Cimetière de la biodiversité
Par ailleurs, un feu de forêt implique également la perte d'aliment. En d'autres termes : Les animaux forestiers tirent leur alimentation de la forêt et la chaîne alimentaire va de la mousse au grand prédateur. Les espèces herbivores consomment des végétaux, celles-ci sont consommées par les prédateurs primaires qui, à leur tour, sont consommées par les prédateurs supérieurs. «Si un de ces maillons arrivait à disparaître, ca sera automatiquement un chamboulement de toute la pyramide», explique M. Ahmim. Assurant que le feu de foret, en faisant perdre les aliments implique la disparition ou la migration des espèces qui consomment ces aliments. C'est pourquoi, suite à un incendie, le chercheur estime qu' «on peut parler de cimetière de la biodiversité forestière».

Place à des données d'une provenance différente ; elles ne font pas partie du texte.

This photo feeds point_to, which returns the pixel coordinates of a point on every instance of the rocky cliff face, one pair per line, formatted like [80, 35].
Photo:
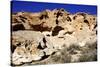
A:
[55, 36]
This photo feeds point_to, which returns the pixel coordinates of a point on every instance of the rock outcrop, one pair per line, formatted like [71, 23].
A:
[55, 36]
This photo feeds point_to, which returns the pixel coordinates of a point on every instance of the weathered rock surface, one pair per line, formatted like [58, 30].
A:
[53, 37]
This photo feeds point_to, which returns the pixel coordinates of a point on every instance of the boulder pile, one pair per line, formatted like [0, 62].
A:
[53, 36]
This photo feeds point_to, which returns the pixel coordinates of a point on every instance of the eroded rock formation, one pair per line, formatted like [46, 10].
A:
[55, 36]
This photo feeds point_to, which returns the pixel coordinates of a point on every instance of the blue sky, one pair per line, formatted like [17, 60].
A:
[18, 6]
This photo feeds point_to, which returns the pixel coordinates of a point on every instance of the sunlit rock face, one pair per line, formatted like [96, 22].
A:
[51, 37]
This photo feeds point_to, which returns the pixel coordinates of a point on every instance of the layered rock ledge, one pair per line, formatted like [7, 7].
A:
[53, 36]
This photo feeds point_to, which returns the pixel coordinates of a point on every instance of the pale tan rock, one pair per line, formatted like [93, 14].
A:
[39, 37]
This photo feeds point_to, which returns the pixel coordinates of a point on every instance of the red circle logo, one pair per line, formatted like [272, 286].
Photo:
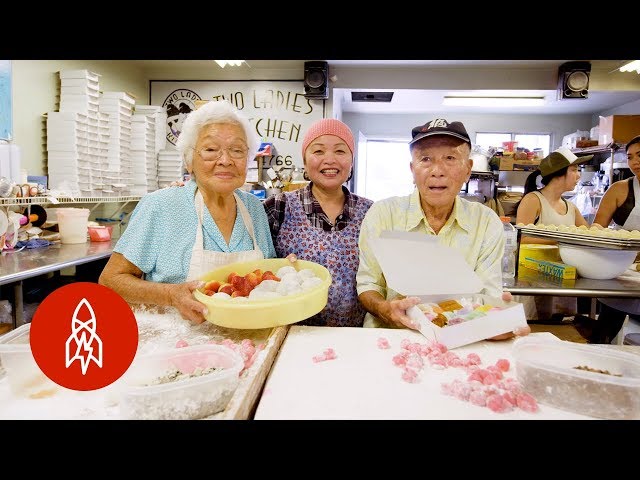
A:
[84, 336]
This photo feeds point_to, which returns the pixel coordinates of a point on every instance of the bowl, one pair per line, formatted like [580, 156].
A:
[175, 385]
[595, 262]
[607, 384]
[268, 312]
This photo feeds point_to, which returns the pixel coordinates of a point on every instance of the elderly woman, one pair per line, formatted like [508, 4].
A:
[177, 234]
[440, 165]
[321, 222]
[620, 204]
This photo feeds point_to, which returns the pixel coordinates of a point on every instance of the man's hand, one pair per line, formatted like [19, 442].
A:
[396, 312]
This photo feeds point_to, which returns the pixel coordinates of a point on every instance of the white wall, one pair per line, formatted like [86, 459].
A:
[399, 126]
[35, 85]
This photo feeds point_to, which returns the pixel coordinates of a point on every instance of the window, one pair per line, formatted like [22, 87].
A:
[525, 140]
[384, 170]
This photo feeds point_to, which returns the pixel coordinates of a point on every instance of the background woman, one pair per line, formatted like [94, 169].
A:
[558, 173]
[321, 222]
[177, 234]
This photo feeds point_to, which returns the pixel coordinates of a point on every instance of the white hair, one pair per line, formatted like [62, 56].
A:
[213, 112]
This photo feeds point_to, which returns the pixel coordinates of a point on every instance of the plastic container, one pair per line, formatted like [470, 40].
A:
[72, 224]
[510, 247]
[23, 373]
[196, 396]
[269, 312]
[547, 369]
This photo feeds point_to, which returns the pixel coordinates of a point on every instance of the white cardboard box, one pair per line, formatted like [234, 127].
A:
[415, 264]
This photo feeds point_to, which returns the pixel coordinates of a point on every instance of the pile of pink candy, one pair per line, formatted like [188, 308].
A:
[484, 387]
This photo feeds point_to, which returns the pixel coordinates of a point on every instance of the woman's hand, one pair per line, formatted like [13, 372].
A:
[396, 312]
[181, 297]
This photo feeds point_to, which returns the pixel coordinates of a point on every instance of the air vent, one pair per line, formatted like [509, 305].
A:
[371, 96]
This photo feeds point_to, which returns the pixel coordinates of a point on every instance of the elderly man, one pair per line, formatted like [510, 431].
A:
[440, 165]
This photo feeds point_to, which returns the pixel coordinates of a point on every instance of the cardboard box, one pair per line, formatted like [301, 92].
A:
[557, 269]
[618, 128]
[415, 264]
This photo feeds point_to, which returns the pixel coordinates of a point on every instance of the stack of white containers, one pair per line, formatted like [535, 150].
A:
[119, 107]
[75, 141]
[143, 157]
[169, 167]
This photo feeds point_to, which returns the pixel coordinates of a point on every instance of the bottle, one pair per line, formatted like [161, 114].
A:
[510, 247]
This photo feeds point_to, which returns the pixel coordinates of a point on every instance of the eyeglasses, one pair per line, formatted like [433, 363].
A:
[214, 153]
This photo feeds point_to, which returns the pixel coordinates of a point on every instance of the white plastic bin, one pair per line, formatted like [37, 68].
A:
[72, 224]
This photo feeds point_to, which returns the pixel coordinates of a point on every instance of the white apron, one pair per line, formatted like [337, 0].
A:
[629, 305]
[203, 261]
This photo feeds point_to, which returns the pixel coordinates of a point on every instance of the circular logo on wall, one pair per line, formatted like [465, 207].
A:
[178, 105]
[84, 336]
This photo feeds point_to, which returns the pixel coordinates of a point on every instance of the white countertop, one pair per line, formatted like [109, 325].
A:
[363, 383]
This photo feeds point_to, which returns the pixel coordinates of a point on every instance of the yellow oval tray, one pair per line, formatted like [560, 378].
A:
[268, 312]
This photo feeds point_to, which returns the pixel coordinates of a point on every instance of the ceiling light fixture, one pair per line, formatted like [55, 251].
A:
[475, 101]
[232, 63]
[629, 67]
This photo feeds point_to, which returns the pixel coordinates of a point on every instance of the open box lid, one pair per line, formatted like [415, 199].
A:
[415, 264]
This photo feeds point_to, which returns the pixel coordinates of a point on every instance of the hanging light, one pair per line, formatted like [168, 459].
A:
[232, 63]
[633, 65]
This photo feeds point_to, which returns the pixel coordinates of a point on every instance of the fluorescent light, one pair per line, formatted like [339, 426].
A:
[474, 101]
[232, 63]
[633, 65]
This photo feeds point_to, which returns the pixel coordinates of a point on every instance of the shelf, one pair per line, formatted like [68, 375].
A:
[42, 200]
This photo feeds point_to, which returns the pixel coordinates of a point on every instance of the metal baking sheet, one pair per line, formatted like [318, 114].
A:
[583, 240]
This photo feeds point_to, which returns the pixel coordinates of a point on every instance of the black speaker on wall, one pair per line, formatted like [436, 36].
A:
[316, 79]
[573, 80]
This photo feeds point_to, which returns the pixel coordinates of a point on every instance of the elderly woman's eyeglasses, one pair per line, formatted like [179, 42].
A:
[215, 153]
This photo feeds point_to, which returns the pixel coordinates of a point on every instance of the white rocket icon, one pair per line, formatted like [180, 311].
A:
[83, 344]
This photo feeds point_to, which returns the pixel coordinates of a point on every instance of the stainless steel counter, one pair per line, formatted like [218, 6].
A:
[38, 261]
[18, 266]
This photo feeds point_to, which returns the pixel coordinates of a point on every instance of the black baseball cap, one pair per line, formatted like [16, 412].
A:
[440, 126]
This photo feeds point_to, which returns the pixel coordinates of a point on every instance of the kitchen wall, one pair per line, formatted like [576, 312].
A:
[35, 90]
[399, 126]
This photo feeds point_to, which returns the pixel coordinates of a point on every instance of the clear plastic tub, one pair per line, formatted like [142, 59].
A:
[23, 373]
[149, 390]
[548, 371]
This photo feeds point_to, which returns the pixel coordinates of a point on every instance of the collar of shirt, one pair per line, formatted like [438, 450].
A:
[312, 206]
[417, 215]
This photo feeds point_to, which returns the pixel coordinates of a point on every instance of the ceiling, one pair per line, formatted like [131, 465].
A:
[406, 100]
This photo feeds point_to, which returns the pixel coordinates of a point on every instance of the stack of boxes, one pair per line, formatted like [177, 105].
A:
[119, 107]
[76, 139]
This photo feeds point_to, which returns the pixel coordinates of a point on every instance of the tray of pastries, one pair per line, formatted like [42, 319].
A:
[594, 236]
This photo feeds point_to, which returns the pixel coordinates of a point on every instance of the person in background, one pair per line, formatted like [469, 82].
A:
[321, 222]
[620, 204]
[177, 234]
[440, 165]
[558, 173]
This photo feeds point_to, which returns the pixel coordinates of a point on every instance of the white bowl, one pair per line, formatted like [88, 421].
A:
[595, 262]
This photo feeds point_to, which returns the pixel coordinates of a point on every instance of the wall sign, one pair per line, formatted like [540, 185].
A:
[277, 109]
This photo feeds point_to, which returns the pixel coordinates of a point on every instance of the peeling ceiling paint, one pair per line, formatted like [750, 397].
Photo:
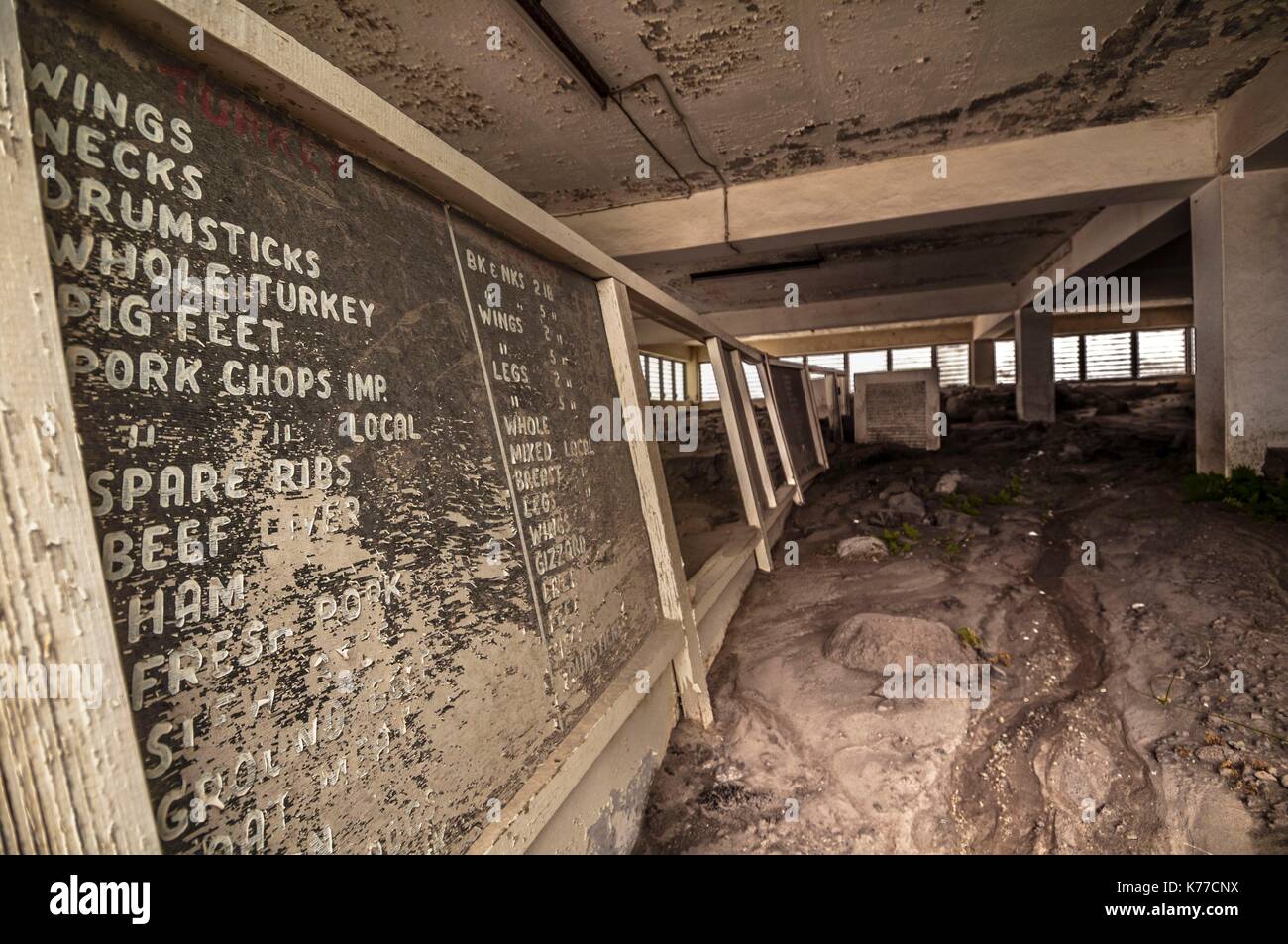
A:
[872, 78]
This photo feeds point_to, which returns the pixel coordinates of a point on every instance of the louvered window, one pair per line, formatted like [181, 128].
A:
[1162, 353]
[1068, 357]
[953, 362]
[1004, 362]
[911, 359]
[1108, 356]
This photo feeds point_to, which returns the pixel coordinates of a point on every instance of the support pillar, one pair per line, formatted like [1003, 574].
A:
[1239, 240]
[1034, 367]
[983, 362]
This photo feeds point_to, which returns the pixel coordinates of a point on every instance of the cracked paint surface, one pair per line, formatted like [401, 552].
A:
[871, 80]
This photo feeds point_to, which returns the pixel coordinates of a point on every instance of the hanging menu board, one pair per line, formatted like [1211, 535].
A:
[365, 563]
[790, 395]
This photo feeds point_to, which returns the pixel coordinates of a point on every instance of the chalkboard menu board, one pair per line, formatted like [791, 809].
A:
[790, 395]
[365, 563]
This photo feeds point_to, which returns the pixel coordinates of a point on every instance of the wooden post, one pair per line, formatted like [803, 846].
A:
[733, 429]
[758, 446]
[776, 423]
[71, 778]
[691, 672]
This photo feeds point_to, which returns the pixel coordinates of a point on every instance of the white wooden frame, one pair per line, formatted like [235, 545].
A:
[71, 777]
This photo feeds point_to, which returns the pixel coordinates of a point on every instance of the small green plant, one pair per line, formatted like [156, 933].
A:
[901, 540]
[1008, 493]
[966, 504]
[1244, 489]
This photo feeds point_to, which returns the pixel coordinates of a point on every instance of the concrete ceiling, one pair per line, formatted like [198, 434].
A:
[719, 101]
[874, 78]
[941, 258]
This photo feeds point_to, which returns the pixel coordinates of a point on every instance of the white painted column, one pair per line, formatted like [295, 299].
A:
[983, 362]
[1034, 367]
[1239, 240]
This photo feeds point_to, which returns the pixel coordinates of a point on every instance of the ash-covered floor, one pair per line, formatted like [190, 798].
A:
[1111, 726]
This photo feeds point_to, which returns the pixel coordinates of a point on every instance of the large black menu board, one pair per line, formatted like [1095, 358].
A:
[365, 562]
[790, 395]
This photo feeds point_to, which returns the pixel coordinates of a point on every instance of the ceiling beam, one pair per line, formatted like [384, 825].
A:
[1093, 166]
[1254, 116]
[870, 309]
[1115, 237]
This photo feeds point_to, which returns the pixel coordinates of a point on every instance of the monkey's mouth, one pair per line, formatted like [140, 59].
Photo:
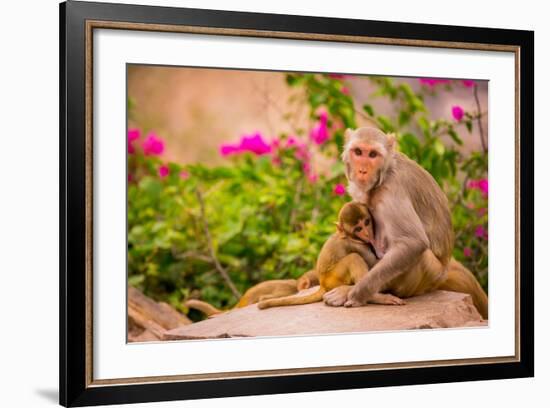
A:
[362, 174]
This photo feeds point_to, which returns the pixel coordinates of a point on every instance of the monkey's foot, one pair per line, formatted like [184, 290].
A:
[337, 296]
[386, 299]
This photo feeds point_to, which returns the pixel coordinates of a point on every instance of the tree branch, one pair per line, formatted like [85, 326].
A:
[479, 124]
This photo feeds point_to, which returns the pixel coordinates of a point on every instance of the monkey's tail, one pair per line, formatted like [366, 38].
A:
[202, 306]
[460, 279]
[293, 300]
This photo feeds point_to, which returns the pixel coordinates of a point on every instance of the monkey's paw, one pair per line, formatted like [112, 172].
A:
[386, 299]
[337, 296]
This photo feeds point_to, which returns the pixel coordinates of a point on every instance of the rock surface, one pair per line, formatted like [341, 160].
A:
[438, 309]
[149, 320]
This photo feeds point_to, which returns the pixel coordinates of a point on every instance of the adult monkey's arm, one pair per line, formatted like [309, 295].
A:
[407, 241]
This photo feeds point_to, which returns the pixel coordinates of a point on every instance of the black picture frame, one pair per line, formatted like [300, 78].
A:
[76, 387]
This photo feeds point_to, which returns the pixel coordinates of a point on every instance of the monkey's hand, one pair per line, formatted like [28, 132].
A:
[337, 296]
[355, 298]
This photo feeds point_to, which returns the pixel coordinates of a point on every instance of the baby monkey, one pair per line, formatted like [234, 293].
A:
[344, 259]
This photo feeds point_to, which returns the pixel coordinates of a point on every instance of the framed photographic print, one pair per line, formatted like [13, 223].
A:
[256, 203]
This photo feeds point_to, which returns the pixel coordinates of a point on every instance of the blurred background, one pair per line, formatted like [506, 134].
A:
[211, 106]
[235, 176]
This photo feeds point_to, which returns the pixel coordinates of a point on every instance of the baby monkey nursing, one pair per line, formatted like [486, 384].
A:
[344, 259]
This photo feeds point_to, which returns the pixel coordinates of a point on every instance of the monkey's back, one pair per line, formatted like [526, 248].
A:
[429, 202]
[332, 251]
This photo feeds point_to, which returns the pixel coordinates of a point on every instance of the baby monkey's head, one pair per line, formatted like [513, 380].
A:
[354, 221]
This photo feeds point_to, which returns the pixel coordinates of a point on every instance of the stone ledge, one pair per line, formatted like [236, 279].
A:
[439, 309]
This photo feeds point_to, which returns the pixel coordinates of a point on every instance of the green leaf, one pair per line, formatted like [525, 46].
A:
[455, 136]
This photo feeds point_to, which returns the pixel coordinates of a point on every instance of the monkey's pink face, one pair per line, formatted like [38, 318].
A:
[365, 160]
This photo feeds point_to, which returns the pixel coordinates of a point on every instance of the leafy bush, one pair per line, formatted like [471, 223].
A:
[212, 232]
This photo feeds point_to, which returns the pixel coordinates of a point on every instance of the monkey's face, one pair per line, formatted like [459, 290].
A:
[366, 161]
[355, 222]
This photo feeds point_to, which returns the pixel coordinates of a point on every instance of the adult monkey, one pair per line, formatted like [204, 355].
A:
[413, 233]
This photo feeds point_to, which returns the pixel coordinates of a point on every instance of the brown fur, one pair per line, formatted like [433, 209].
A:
[341, 260]
[262, 291]
[412, 222]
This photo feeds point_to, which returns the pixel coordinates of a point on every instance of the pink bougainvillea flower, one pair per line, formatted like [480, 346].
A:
[472, 184]
[253, 143]
[481, 232]
[302, 152]
[291, 141]
[228, 149]
[133, 135]
[153, 145]
[458, 113]
[483, 185]
[319, 134]
[339, 189]
[433, 81]
[312, 177]
[164, 171]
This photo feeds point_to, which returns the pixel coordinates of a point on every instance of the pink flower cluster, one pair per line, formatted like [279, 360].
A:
[253, 143]
[133, 135]
[319, 133]
[457, 112]
[481, 232]
[339, 189]
[481, 185]
[433, 81]
[152, 145]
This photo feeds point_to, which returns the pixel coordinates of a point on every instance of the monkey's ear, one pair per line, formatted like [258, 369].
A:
[348, 134]
[390, 144]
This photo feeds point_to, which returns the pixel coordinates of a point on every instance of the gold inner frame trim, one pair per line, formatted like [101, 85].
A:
[98, 24]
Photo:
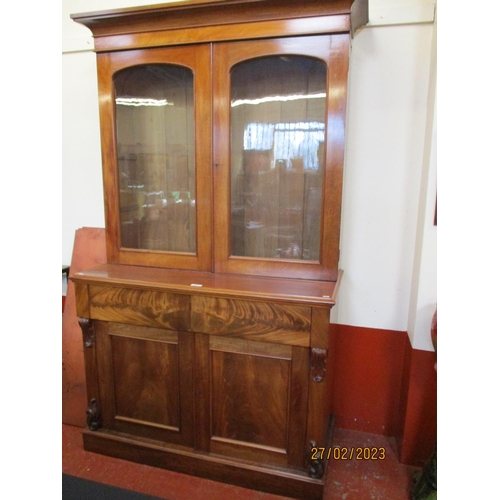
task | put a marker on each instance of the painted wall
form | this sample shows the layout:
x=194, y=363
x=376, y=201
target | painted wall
x=387, y=245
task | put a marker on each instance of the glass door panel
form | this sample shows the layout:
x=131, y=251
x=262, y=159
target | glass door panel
x=156, y=157
x=278, y=112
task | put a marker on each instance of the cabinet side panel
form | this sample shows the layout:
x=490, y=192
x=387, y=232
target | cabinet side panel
x=202, y=392
x=82, y=300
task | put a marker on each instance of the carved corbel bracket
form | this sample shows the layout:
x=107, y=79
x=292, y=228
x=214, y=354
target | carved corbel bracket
x=88, y=331
x=94, y=415
x=318, y=364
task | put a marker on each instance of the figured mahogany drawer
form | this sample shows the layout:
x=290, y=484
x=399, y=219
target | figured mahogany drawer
x=139, y=307
x=261, y=321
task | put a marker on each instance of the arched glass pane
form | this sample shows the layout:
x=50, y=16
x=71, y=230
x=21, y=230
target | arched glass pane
x=278, y=110
x=156, y=157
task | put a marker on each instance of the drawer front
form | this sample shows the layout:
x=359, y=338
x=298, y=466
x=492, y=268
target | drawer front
x=260, y=321
x=139, y=307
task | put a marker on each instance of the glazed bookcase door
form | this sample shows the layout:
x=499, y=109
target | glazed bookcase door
x=156, y=121
x=279, y=122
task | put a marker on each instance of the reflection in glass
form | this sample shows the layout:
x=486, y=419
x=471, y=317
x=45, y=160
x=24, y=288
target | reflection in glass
x=278, y=109
x=155, y=143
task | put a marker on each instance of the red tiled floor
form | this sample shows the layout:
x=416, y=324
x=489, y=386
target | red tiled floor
x=346, y=479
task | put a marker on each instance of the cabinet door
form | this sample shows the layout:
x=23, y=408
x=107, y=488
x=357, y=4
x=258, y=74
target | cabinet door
x=251, y=399
x=145, y=381
x=155, y=108
x=279, y=113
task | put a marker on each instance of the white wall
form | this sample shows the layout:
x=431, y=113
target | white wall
x=387, y=252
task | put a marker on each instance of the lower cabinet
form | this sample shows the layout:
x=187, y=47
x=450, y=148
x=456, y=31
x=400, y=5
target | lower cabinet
x=235, y=392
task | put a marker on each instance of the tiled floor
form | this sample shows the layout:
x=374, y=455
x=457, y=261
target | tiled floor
x=346, y=479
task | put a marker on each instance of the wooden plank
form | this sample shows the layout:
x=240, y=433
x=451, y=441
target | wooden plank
x=89, y=250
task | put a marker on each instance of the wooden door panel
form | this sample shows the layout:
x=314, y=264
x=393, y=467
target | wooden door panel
x=146, y=385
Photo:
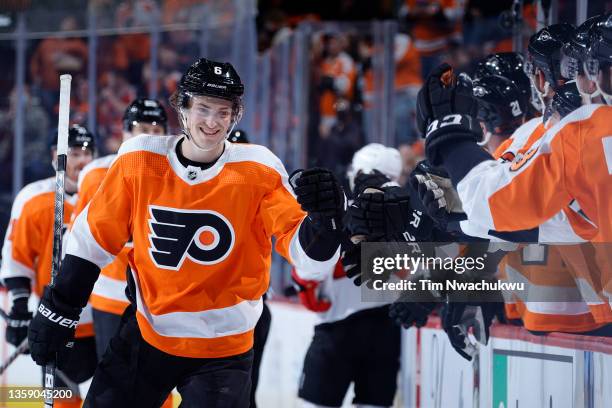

Si le mot est fort, M. Ahmim assure que la raison est valable : «Tout sera calciné en commençant par les arbres et leur cortège floristique, ce qui aura pour conséquence la migration des espèces, d'une part, et la mortalité des espèces qui ont été entourées par le feu et qui n'ont pas pu fuir de l'autre. A titre d'exemple, le nombre important de signes, de loups, de tortues, de serpents qui ont péri lors des derniers incendies.» Selon lui, étant donné que la reprise ou la reconstitution d'une forêt prend des années, il y a donc une perturbation totale de la vie au niveau des zones incendiées.